Arguments from Both Parties

The defendant had contended that the Delhi High Court did not have jurisdiction since the alleged infringing activities, such as the sale and marketing of the impugned seeds, were occurring in Andhra Pradesh and Telangana. They emphasized that the plaintiff company itself had offices in those states and that the goods were not being marketed or sold in Delhi. They stressed that the marketing agreement was not within the scope of the claim of infringement, and any conflict resulting from such an agreement needed to be resolved independently. In the case of online listings, the defendant argued that they were done by independent third-party sellers, not by Veda Seed itself, and that there was no targeting of customers in Delhi. The defendant took recourse to the Supreme Court judgment in Sanjay Dalia v. IPRS, and the Delhi High Court judgment in Banyan Tree Holding v. Murali Krishna Reddy, both of which emphasize the maxim that jurisdiction cannot be ground on merely online accessibility, unless it is demonstrated that the defendant purposefully targeted the forum state.

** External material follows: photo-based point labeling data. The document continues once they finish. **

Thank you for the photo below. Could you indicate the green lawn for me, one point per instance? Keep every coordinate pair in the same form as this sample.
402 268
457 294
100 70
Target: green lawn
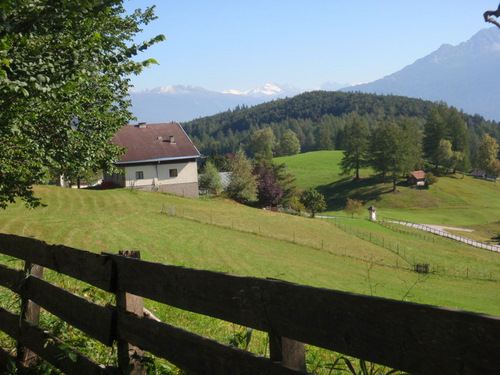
216 234
453 200
223 236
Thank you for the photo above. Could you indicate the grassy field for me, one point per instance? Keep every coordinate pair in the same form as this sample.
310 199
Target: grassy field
454 200
223 236
216 234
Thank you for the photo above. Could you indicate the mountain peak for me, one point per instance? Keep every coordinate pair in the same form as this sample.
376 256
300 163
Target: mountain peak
465 76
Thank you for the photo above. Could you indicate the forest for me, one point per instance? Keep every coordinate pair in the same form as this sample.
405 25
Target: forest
319 120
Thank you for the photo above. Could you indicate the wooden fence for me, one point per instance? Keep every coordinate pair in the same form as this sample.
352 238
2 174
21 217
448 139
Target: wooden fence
411 337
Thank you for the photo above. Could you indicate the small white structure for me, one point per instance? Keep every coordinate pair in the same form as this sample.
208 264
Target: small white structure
373 213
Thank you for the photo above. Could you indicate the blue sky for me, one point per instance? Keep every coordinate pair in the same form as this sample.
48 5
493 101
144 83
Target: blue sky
241 45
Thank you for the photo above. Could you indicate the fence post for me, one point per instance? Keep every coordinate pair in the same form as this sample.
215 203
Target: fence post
30 312
289 352
129 356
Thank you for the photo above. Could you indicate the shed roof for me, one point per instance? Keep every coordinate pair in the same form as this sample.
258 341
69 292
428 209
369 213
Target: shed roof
419 175
153 142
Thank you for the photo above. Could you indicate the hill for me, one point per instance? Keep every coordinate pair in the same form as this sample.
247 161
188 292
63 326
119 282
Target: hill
465 76
351 255
318 119
454 200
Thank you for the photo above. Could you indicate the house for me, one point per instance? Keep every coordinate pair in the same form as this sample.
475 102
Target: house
417 178
478 173
158 157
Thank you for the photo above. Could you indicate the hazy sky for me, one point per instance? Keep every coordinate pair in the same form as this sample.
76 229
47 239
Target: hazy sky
241 45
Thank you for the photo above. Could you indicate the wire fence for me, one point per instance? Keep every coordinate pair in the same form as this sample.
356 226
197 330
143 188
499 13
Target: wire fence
410 257
406 258
442 233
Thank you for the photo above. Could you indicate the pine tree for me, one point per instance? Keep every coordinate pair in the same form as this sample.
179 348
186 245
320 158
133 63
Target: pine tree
355 155
243 184
210 179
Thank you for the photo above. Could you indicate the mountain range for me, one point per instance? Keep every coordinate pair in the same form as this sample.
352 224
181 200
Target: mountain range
464 76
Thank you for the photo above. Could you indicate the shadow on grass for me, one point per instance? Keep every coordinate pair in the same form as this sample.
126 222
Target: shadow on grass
365 189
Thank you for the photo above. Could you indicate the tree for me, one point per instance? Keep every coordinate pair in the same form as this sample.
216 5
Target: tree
395 149
313 201
64 69
242 184
487 155
435 130
355 155
289 144
489 13
353 206
262 143
210 179
269 191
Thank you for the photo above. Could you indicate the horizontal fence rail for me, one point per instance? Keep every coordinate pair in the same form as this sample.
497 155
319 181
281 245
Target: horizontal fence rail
411 337
442 233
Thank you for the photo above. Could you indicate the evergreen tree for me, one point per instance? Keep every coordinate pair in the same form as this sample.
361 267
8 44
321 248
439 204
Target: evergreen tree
243 183
313 201
396 149
355 155
289 144
487 155
262 143
269 191
434 131
64 81
210 179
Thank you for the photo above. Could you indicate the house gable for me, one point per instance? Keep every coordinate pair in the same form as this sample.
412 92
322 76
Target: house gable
157 157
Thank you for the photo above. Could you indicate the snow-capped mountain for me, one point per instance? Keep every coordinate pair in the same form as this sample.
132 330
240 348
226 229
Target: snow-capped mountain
184 102
465 76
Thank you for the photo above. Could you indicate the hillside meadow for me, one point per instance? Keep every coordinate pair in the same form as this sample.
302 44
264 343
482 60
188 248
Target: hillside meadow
221 235
455 200
217 234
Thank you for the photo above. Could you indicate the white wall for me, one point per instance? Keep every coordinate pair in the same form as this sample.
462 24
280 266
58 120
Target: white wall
159 174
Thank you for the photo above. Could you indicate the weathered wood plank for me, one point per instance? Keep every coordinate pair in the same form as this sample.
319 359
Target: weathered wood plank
193 353
92 268
129 356
289 352
416 338
93 319
30 312
7 361
49 347
11 278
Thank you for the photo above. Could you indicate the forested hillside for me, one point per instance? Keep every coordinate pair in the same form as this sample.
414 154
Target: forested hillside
318 119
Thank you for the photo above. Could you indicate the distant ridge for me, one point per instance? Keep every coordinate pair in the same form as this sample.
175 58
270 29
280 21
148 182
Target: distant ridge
179 103
466 76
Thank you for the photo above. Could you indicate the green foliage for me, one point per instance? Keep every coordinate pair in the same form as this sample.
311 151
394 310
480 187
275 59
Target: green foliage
313 201
355 155
430 179
262 143
210 179
243 184
446 124
64 71
317 118
289 145
353 206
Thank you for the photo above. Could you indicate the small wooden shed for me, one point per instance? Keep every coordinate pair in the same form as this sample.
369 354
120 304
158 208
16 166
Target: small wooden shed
417 178
373 213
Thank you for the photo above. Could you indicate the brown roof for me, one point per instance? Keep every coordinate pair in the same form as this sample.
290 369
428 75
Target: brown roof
419 175
153 142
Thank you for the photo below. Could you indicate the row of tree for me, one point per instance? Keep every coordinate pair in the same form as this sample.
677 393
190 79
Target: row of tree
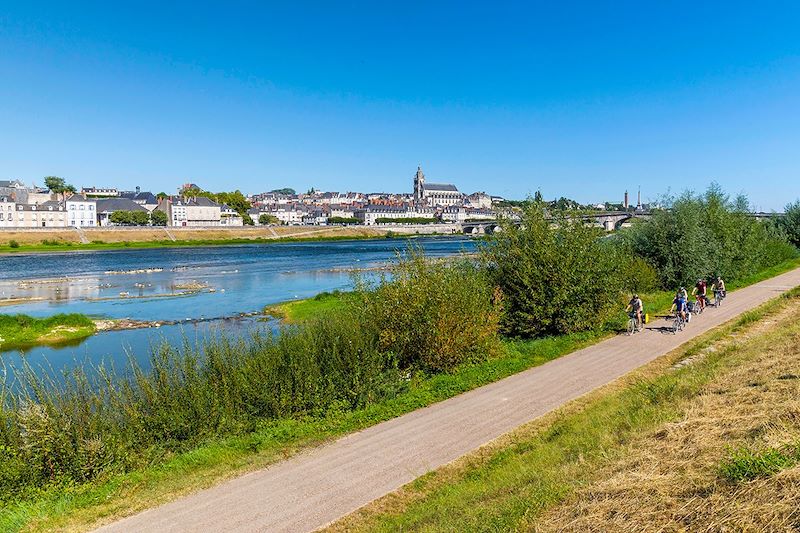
139 218
561 275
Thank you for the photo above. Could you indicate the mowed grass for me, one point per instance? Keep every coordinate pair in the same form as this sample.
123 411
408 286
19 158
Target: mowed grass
296 311
19 331
83 507
532 479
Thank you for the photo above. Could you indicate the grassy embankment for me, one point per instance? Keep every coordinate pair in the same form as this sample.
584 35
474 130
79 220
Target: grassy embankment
23 331
707 437
220 458
296 311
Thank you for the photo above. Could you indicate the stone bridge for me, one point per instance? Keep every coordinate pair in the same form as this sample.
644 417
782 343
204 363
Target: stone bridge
608 220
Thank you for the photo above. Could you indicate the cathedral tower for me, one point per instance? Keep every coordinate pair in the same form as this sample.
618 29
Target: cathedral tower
419 185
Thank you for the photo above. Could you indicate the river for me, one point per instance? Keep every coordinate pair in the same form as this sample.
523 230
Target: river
182 284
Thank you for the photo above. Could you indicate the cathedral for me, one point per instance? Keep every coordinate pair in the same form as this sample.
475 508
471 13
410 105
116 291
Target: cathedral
435 194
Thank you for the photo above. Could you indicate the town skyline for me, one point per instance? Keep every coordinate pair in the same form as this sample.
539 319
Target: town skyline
353 96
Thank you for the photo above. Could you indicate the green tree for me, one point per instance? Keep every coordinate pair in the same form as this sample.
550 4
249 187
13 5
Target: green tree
58 185
554 276
698 236
265 219
789 223
140 218
159 218
122 218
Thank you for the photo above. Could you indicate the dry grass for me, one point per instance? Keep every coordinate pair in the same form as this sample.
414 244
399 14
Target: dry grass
36 237
659 477
669 479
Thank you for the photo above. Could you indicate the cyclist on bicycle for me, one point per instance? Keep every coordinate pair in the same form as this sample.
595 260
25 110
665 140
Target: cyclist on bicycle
699 292
679 303
718 288
635 307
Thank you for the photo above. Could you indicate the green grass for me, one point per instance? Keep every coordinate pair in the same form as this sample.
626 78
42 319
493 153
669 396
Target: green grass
296 311
20 331
221 458
746 464
506 488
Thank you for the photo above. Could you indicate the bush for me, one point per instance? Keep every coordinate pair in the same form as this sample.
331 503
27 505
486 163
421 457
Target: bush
432 314
556 276
702 236
789 223
72 430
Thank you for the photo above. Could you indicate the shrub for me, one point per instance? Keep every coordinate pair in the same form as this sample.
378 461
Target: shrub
73 429
700 236
556 276
433 314
789 223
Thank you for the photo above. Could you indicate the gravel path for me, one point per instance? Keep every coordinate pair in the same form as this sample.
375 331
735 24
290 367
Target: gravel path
317 487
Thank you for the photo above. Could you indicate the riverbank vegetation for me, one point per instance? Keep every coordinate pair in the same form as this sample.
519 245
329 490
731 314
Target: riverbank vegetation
706 437
22 331
536 291
297 311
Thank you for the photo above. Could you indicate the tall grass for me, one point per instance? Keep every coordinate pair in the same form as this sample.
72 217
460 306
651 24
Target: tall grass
85 425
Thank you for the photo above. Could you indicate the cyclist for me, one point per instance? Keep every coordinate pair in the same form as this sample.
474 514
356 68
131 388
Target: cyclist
683 293
679 303
718 288
635 307
699 292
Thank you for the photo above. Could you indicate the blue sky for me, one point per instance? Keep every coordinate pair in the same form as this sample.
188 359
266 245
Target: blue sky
574 98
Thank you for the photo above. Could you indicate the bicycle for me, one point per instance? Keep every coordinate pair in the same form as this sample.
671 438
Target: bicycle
718 297
633 324
678 323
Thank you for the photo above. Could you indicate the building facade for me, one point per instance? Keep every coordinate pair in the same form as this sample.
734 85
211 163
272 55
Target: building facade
8 212
435 194
81 212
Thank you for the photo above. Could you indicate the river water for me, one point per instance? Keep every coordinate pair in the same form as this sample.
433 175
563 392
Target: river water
182 284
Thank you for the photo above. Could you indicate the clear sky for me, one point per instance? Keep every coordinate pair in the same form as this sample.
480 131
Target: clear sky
576 98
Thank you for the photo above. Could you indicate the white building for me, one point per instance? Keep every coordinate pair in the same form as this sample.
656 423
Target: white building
46 215
479 200
435 194
8 212
229 217
99 192
81 212
106 207
287 214
379 214
195 212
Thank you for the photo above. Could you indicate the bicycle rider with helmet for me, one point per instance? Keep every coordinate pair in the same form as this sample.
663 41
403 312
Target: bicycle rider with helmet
718 288
700 290
635 307
679 303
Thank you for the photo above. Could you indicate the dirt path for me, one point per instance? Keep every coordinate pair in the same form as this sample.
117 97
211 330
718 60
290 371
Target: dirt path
324 484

The plaintiff, on the other hand, argued that since the marketing agreement was signed in Delhi, part of the cause of action accrued there. They also urged that under Section 134(2) of the Trademarks Act, they were entitled to institute the suit at their registered office, i.e., Delhi. They argued that the infringing goods were being promoted and offered for sale through mediums like IndiaMart, which were available in Delhi, and thereby brought the case within the territorial jurisdiction of the court. They referred to judgments like Ultra Home Construction v. Purushottam Chaubey, in which listings available on the internet in Delhi were held to be a valid ground for jurisdiction, Shakthi Fashion v. Burberry Ltd., and Marico Ltd. v. Mukesh Kumar, to justify their argument that online presence could equate to a cause of action in Delhi.

Final Judgment

The Delhi High Court, by Justice Amit Bansal, favoured the defendant and sent the plaint under Order 7 Rule 10 CPC for presentation to a court possessing proper territorial jurisdiction. The Court decided that the suit was not founded on the marketing agreement but on claimed trademark infringement and passing off, which are independent causes of action. As the infringing acts were committed in Andhra Pradesh and Telangana, and the plaintiff had offices in both states, it could not avoid local jurisdiction by merely pleading Section 134(2). The Court also pointed out that the marketing agreement was not violated, and its implementation in Delhi did not directly pertain to the claim of infringement. Concerning listings in Delhi, the Court ruled that mere availability in Delhi of infringing material is not enough; it must be established that the listings targeted Delhi consumers specifically or that there was actual business transacted in Delhi, the plaintiff did not prove. There was also no proof that the defendant itself originated or authorized the listings. Relying on Banyan Tree and Sanjay Dalia, the Court reaffirmed that forum shopping and smart drafting cannot replace the cause of action. Hence, the plaint was sent back with liberty to file it in a proper court, probably in Andhra Pradesh or Telangana, where the cause of action had arisen.